An almost-unbelievable story in The Sun claims that teachers at some UK schools have banned “best friends.” Harry Hawkins writes for that paper:

Teachers are banning schoolkids from having best pals—so they don’t get upset by fall-outs.

Instead, the primary pupils are being encouraged to play in large groups.

Educational psychologist Gaynor Sbuttoni said the policy has been used at schools in Kingston, South West London, and Surrey.

She added: “I have noticed that teachers tell children they shouldn’t have a best friend and that everyone should play together. They are doing it because they want to save the child the pain of splitting up from their best friend. But it is natural for some children to want a best friend. If they break up, they have to feel the pain because they're learning to deal with it.”

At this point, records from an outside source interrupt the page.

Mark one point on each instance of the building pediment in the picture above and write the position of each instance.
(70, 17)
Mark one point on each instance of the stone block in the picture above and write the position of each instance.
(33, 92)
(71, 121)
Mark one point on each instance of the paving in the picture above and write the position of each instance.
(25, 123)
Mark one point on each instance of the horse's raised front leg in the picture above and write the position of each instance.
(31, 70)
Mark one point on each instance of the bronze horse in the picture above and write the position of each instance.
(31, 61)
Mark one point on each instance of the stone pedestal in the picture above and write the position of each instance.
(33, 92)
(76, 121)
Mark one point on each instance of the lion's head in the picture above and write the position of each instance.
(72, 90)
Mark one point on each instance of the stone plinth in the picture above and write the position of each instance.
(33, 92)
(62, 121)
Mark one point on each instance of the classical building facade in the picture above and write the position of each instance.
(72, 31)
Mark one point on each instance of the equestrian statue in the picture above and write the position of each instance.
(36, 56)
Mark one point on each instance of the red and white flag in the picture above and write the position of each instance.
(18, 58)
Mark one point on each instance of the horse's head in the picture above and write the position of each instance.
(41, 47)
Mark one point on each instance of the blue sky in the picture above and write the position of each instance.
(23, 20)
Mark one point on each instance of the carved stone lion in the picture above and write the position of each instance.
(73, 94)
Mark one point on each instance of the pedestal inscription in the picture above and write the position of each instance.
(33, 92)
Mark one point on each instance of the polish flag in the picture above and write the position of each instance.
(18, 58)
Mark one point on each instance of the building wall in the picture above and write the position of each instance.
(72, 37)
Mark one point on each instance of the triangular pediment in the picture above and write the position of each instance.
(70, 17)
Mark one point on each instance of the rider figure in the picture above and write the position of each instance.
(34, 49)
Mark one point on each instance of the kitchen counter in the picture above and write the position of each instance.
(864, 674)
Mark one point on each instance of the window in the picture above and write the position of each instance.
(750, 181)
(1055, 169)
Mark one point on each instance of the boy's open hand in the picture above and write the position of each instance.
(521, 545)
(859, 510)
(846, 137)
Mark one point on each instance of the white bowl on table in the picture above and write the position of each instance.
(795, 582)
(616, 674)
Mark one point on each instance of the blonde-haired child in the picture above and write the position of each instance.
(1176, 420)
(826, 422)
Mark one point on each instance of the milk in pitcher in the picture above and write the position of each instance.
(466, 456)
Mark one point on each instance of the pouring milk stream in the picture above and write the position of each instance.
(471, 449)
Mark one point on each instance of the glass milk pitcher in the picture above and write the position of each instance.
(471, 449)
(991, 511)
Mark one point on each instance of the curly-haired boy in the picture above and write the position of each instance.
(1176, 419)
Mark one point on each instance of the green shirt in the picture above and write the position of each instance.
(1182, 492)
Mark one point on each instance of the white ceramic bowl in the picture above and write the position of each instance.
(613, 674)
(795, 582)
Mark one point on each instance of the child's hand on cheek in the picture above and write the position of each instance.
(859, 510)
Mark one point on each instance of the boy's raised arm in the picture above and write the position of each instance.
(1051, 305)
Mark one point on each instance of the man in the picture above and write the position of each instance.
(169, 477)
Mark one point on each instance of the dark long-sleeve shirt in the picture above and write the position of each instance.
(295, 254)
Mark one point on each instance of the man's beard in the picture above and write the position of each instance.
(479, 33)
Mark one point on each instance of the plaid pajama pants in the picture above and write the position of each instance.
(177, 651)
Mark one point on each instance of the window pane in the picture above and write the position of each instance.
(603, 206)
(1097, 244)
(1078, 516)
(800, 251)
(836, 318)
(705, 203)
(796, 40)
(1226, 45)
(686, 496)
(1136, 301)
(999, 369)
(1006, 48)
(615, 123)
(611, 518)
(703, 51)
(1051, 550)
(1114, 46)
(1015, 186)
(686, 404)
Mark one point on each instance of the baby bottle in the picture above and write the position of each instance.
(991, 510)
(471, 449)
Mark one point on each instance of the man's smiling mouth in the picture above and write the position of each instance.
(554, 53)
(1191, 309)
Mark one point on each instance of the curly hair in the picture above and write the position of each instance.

The story seemed so strange that I contacted Chris McGovern of the UK’s Campaign for Real Education; McGovern also was quoted in the story. He responded, “No one has questioned the veracity of this story. It simply reflects the state of our ‘education’ system. 1984 has arrived.” So for now I will take the story at face value, as bizarre and unbelievable as it seems.

While perhaps it was natural for McGovern to invoke the dystopian work of English author George Orwell, Ayn Rand’s dystopia Anthem (published in England more than a decade before 1984 came out) actually better-anticipates the “best friends” ban.

In Rand’s novella, a collectivist society has crushed individuality to the degree that the word “I” has been eliminated from the language and preferences among friends have been forbidden. Yet the central character of the story, Equality 7-2521, nevertheless develops a preference. He writes:

International 4-8818 and we are friends. This is an evil thing to say, for it is a transgression, the great Transgression of Preference, to love any among men better than the others, since we must love all men and all men are our friends. So International 4-8818 and we have never spoken of it. But we know. We know, when we look into each other’s eyes.

Equality 7-2521 goes on to fully embrace individualism and to see preference in friendships not as a transgression but as a reflection of his deepest moral and personal values. Hopefully his example will help to inspire and liberate school children of today who are forbidden to engage in the “Transgression of Preference.”